En tales condiciones los resultados no se han hecho esperar, porque así como somos una sociedad permanente acostumbrada a fundamentar sus posiciones de poder sobre la base de liderazgos carismáticos, también somos en buena medida una sociedad a la que cuesta mucho construir consensos colectivos sin la intermediación de figuras personales fuertes. Empero el problema de dicha dinámica es que tales figuras suelen de común poner en el límite nuestras propias capacidades institucionales, de tal suerte que tal tipo de liderazgo político propicia problemas durante el ejercicio del poder, pero también en no menor medida, una vez que la responsabilidad en el cargo ha concluido.
Y es que si ya resulta complicado pensar en lidiar con una lógica del ejercicio de poder donde este se suele practicar pulverizando cualquier posibilidad de contrapeso y/o propiciando condiciones estructurales donde lo que prevalece, esté quien esté, es el criterio de una sola persona. Cuyo juicio personal se vuelve la medida sumaria para que a partir del mismo se construyan referentes y/o modos discursivos o de hacer las cosas, que no obedecen a más lógica que el capricho de quien está en el poder, otros tantos problemas se derivan una vez que la figura en funciones se aparta del poder. Porque nada garantiza que quien sustituye al gobernante saliente tendrá la misma eficiencia y capacidad de liderazgo.
En el extremo contrario al caudillismo, la nuestra es simultáneamente una sociedad cuya vida pública adolece de una endémica incapacidad para construir instituciones que verdaderamente sepan reflejar los intereses de sus ciudadanos. Lo que es todavía más preocupante, las pocas veces que se lo consigue, más tardamos en construir los consensos, –por imperfectos que estos sean–, que una figura caudillesca en poner su legitimidad en entredicho. Lo que invariablemente termina, vía la polarización de la sociedad, en un paulatino debilitamiento de las instituciones, y en no pocos casos, cuando se es capaz de superar el divisionismo que esto genera, en un quiebre de las mismas.

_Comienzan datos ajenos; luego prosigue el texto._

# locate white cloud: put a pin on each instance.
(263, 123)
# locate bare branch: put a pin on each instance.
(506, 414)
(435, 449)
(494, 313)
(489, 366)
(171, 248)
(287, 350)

Tal y como queda cuenta en la historia tanto del país, como de la propia América Latina. Cosa que expongo con todo propósito, porque lejos de lo que pudiera pensarse, este problema no es una lamentablemente una cuestión privativa del país.Una cuestión sobre la que haríamos bien en pensar teniendo en cuenta lo que ha venido ocurriendo en la actual administración federal.
Porque se lo diga o no, cada vez más nítidamente las potenciales señales de que pudiéramos entrar en un futuro cercano a escenarios sociales un tanto más inestables. Toda vez que nada garantiza en realidad que quien termine sustituyendo a quien hoy despacha desde Palacio Nacional, en efecto termine teniendo la misma pericia que este para hacerse imponer, lo cual es preocupante sobretodo si se tiene en cuenta el creciente escenario de polarización social que hoy prevalece.